Mark J. Schafer and Tim Brown
For decades, globalization and advances in information and communications technology have been creating two different kinds of jobs in the United States. Primary sector jobs are high-skilled, high-paying, stable, interesting and offer opportunities for advancement. Secondary sector jobs are low-skilled, low-paying, unsecured, monotonous and offer few opportunities to advance.
States that develop or attract primary-sector jobs have higher levels of human capital – a more educated, healthier and more skilled workforce. To achieve these goals, states must effectively address disparities in human capital attainment across racial lines and between wealthy and poor regions. Louisiana must continue to develop its human capital to compete in the changing, global economy. Human capital is a broad concept referring to workers’ skills, knowledge, talents, ability and training; but in the current age, two specific factors have dominated research in human capital: formal educational attainment and health care.
Education levels in the United States and across the globe have increased dramatically over the past half century. The good jobs of the future will need workers with higher levels of education. Two benchmarks in educational attainment that are particularly important measures of human capital are the high school diploma and the four-year college (bachelor’s) degree.
Figure 1 compares Louisiana’s educational attainment trends of the population aged 25 and older from 1990 to 2000 to the southern and national averages. The figure shows that Louisiana trailed the South and the nation at both high school and college benchmarks. Louisiana did attain above average gains in the number of adults with high school diplomas. On the other hand, despite a 16 percent gain in four-year college attainment, Louisiana’s gains were not as strong as either the southern or national averages. So, the evidence is mixed. Louisiana showed absolute gains in both education benchmarks, caught up to the southern and national averages at the high school level, but fell behind at the college level.
Figure 2 presents racial and regional differences in high school attainment across the state. The average parish high school attainment increased from 62 percent in 1990 to 70 percent in 2000. Louisiana parishes saw greatest gains in black high school attainment, yet black attainment still trailed white attainment by nearly 20 percentage points (56 percent versus 75 percent) by 2000. Moreover, urban parishes had above average high school attainment levels, while rural parishes saw greater attainment gains. Whites in urban parishes had the highest high school attainment levels at 79 percent (a rate on par with southern and national averages). The data for bachelor’s degree attainment (not shown) reveal similar findings. Urban and white rates exceed while rural and black rates trail the overall state averages. However, white (and urban) rates also showed greater gains relative to black (and rural) rates, indicating a deepening of inequalities in Louisiana’s human capital as measured by completion of a bachelor’s degree.
Although the human capital concept has been equated with education in the United States, research in developing societies has highlighted the important link between health care and national development. This relationship is beginning to get renewed attention within the United States as well, due in part to our system of employment-based health insurance. Health is not as easily measured as educational attainment, but one nonprofit organization, the United Health Foundation, annually ranks states according to 18 indicators consisting of 12 health risk factors and six health outcomes. On this summary measure of state health, Louisiana has fared poorly, ranking 50th every year since 1990 except in 2003, when it ranked 49th.
Table 1 presents each indicator, Louisiana’s score on each indicator for 1990 and 2004, and the direction of change from 1990 to 2004. The bold numbers in the 2004 column indicate Louisiana’s score was greater than the national average. Louisiana has made positive changes in nine indicators and outcomes.
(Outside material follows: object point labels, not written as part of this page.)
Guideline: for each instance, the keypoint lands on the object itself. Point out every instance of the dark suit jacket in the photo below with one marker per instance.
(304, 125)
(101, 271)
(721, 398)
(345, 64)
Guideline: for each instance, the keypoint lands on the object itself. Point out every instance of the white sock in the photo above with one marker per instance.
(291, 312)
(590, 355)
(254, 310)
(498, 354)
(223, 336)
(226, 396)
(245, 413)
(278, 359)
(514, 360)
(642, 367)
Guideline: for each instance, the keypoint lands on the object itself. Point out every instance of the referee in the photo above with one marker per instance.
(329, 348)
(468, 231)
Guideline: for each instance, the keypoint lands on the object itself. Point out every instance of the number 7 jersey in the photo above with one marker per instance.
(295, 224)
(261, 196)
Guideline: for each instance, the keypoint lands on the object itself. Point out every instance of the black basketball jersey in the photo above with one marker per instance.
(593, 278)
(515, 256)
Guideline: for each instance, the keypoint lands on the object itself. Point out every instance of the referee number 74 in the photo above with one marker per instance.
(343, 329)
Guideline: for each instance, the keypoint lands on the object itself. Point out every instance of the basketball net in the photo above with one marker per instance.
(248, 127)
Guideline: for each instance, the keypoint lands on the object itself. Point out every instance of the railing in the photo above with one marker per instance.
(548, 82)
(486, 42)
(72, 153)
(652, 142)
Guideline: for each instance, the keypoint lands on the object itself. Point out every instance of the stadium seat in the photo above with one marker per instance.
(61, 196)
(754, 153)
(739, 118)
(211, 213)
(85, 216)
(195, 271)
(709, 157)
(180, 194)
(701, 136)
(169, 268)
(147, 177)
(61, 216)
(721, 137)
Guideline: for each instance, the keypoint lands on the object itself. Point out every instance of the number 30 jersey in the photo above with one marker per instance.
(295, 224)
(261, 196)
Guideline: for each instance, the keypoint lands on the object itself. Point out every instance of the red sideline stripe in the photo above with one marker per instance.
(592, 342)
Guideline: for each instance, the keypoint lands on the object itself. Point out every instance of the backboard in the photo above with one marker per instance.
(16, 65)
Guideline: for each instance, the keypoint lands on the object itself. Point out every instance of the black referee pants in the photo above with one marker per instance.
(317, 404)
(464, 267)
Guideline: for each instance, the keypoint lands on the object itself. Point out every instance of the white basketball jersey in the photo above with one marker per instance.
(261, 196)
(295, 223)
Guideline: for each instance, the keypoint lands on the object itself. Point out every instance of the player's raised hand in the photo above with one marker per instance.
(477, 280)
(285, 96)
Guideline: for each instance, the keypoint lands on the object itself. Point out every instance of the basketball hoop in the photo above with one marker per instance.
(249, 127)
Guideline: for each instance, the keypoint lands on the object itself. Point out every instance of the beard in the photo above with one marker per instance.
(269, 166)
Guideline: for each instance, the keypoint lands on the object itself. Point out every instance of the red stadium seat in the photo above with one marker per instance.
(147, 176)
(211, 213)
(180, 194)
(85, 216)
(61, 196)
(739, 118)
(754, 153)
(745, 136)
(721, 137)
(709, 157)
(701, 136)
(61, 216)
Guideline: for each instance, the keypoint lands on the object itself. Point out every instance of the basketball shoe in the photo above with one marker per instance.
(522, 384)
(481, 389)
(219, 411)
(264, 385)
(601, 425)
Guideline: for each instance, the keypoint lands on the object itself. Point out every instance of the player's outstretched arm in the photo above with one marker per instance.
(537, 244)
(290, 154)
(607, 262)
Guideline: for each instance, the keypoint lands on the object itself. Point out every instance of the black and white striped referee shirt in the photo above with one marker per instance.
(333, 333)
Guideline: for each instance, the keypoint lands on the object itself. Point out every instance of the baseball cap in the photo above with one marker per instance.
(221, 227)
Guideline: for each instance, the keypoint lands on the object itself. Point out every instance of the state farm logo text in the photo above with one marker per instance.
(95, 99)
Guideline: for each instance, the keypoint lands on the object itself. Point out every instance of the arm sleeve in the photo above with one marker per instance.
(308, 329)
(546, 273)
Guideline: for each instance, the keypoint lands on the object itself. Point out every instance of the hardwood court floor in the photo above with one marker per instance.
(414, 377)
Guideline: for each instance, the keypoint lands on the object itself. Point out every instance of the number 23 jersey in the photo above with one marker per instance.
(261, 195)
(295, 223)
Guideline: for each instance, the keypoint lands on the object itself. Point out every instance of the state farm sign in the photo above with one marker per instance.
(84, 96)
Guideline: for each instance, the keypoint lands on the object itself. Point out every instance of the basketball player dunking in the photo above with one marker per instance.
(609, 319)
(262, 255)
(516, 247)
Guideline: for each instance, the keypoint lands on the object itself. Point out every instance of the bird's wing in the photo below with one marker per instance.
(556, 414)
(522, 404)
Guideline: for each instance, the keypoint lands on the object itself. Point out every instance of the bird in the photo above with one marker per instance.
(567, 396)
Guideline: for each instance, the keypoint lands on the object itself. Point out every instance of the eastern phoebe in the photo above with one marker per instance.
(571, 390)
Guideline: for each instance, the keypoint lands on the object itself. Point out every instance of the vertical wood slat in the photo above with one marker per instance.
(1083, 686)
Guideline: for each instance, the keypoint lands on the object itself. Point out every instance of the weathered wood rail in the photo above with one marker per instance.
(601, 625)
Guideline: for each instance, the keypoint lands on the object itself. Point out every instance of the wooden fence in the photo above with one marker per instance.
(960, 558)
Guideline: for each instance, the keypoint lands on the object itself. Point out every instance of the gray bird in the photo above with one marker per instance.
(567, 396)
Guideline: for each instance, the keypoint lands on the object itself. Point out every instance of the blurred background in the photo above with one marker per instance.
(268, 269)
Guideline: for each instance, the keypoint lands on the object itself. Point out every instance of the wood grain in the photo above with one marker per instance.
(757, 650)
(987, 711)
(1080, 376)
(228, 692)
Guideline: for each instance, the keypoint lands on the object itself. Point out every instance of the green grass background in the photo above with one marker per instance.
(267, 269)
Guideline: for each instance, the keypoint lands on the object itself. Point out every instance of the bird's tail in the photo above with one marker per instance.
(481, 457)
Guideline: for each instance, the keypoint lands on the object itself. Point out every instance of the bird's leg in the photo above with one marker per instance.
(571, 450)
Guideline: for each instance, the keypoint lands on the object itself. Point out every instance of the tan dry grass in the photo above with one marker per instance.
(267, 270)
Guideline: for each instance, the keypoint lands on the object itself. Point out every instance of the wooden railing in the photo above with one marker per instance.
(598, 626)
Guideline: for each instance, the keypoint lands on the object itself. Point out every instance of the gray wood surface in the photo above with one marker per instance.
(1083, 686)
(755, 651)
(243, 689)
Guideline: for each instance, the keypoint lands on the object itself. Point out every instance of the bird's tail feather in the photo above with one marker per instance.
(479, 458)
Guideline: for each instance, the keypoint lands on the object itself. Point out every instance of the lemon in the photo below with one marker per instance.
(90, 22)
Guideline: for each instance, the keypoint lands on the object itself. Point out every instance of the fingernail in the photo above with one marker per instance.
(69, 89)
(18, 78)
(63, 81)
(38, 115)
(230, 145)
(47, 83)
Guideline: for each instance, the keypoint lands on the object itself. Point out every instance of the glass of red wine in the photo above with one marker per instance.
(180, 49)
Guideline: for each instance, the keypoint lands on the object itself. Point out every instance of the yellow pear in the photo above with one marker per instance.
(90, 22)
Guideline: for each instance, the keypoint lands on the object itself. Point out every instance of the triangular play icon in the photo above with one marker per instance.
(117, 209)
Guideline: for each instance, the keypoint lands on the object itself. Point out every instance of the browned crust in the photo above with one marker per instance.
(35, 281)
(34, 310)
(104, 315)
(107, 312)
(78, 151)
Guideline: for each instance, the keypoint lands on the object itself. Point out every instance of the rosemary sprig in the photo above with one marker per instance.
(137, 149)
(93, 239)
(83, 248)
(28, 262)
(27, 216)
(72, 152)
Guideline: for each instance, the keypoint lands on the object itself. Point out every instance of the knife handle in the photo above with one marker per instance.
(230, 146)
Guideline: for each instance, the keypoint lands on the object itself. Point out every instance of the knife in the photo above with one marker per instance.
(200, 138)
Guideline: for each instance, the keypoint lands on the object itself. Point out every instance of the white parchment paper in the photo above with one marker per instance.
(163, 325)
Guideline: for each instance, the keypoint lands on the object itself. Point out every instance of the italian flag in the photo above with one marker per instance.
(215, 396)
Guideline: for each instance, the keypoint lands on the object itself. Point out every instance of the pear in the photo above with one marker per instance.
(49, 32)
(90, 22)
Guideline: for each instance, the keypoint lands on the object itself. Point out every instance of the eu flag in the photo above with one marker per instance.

Smoking, motor vehicle deaths, violent crime, lack of insurance, children in poverty, occupational fatalities, limited activity, cardiovascular deaths and infant mortality have all been reduced. On the negative side, Louisiana had more obesity, lower four-year high school graduation rates, more cancer deaths, higher total mortality and more premature deaths in 2004 than in 1990. Louisiana’s only indicator more favorable than the national average is adequacy of prenatal care. Although not shown on the chart, the risk factors and health outcomes vary, like educational attainment, across racial lines and between urban and rural parts of the state.
Louisiana has been developing its human capital, but the progress has not proceeded equally on all fronts. While the state has outpaced the national average in high school attainment, it has lagged behind in four-year college attainment. While progress has been made on some components of health care, others have declined. To make more substantive progress, Louisiana must deal effectively with its internal inequality in educational attainment and health across racial lines and between urban and rural areas.
Mark Schafer, Assistant Professor, Department of Agricultural Economics and Agribusiness, LSU AgCenter; and Tim Brown, graduate student, Department of Sociology, Louisiana State University, Baton Rouge, La.
(This article appeared in the fall 2005 issue of Louisiana Agriculture.)